I’ve been acquiring ARM SBCs for embedded projects but their proprietary nature creates ongoing friction and I would drop them in a heartbeat if there were an open alternative capable of replacing ARM. Here’s hoping that RISCV stays open and doesn’t get usurped by proprietary manufacturers (how realistic is my wish?). The article says it will be two years for hardware to ship, we need a “review” article once it does!
Alfman,
RISC-V is in a curious position right now. The base ISA is sound, but has some shortcomings:
https://gist.github.com/erincandescent/8a10eeeea1918ee4f9d9982f7618ef68
On the other hand there is an extension mechanism. So if a player like Apple comes, and usurps the movement by adding lots of proprietary extensions for a custom device, things might change. On the other hand, I don’t think that will be easy, or even possible, for two reasons:
First, they would need good compilers. And GCC or LLVM will not do the the work freely for a closed system.

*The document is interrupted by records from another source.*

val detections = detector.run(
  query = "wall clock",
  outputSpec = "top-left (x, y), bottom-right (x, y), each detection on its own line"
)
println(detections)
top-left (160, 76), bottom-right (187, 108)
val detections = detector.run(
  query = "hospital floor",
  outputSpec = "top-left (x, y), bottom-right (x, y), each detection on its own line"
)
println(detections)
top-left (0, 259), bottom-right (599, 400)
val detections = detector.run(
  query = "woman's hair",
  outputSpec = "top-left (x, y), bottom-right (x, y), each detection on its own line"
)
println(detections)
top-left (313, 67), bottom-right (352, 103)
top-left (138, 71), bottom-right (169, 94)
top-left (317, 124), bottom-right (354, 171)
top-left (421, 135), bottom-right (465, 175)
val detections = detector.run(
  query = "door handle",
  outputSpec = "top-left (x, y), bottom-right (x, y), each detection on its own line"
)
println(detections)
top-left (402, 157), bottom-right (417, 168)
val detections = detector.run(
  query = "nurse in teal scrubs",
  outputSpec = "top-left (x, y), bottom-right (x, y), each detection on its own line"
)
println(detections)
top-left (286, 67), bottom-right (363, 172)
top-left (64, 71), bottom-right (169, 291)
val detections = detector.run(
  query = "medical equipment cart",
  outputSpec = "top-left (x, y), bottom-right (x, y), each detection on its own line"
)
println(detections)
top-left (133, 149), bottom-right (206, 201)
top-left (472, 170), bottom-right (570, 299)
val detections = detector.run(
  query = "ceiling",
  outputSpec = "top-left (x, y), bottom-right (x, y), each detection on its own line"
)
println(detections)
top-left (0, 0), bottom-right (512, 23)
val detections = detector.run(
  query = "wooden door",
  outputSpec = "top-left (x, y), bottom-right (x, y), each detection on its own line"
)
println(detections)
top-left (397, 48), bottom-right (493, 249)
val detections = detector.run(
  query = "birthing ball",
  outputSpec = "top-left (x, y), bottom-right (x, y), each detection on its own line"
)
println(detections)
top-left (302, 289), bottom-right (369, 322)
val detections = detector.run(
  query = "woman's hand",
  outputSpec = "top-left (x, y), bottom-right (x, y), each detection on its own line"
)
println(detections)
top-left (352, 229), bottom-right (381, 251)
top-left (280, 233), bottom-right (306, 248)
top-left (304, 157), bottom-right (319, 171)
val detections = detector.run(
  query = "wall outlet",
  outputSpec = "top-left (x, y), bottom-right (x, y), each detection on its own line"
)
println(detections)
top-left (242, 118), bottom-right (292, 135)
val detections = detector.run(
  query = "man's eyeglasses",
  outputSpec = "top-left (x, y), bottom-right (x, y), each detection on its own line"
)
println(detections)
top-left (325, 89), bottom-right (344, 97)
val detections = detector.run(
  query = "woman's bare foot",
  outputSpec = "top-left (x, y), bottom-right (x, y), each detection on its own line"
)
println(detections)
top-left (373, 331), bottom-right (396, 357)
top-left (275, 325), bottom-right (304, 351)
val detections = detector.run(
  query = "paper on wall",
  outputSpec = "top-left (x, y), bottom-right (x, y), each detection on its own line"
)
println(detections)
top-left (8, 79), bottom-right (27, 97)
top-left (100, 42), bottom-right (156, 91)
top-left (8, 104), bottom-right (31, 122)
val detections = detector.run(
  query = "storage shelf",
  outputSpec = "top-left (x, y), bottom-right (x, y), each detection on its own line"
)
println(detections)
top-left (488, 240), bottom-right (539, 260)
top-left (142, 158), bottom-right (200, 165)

Second, CPU design is competitive, and those extensions most likely will be copied, possibly in a free version.
So overall, at least in the short term, RISC-V would stay open, albeit with some design issues to fix.
For the GPU, PS3 had the same idea with CELL processors. They had 7 (?) extra cores with no access to RAM but very fast parallel instruction to supplement the main CPU. If that GPU design is just using the RISC-V instruction set, albeit in a very limited but much wider setting, it might actually work. After all many actual supercomputers were powered by those CELL CPUs.
Fact 1. The author of the assessment worked for ARM so some bias should be accounted for.
Fact 2. The author worked for ARM, so definitely knows the subject.
I just hope to see a RISC-V counter to M1. If a decent GPU with a unified memory architecture arises, we’re not far. There need only be DSP, codecs, neural processing, and encryption. It’d be fun to try this out on a FPGA!
It looks like architectural changes are necessary. Once again the previous post, and the discussion at https://news.ycombinator.com/item?id=24958423 point out that there are some RISC-V design choices that hinder its ability to scale.
For example not being able to auto sync for different sized opcodes would limit the decoder lookahead size.
https://news.ycombinator.com/item?id=25257932 (M1 cited to have a decoder width of 8 instructions, i.e.: it will run up to 8 instructions in parallel at the same time).
And they also mention limits with atomic operations, but that could possibly be overcome with extensions.
sukru,
Conversely a more ridged opcode size is less compressed, but it simplifies decoding enabling it to be faster and potentially brings simpler & longer lookahead circuitry. Funnily enough it’s always the same old RISC vs CISC debate. Everything is a tradeoff in this game. People continuously debate microarchitectural differences, but ultimately the end result is what matters most. Alas, it might be a long time before we see highly optimized RISCV cores produced on high-end fabs. Consider that ARM was a lightweight for the longest time and it took decades to get promoted to high end specs.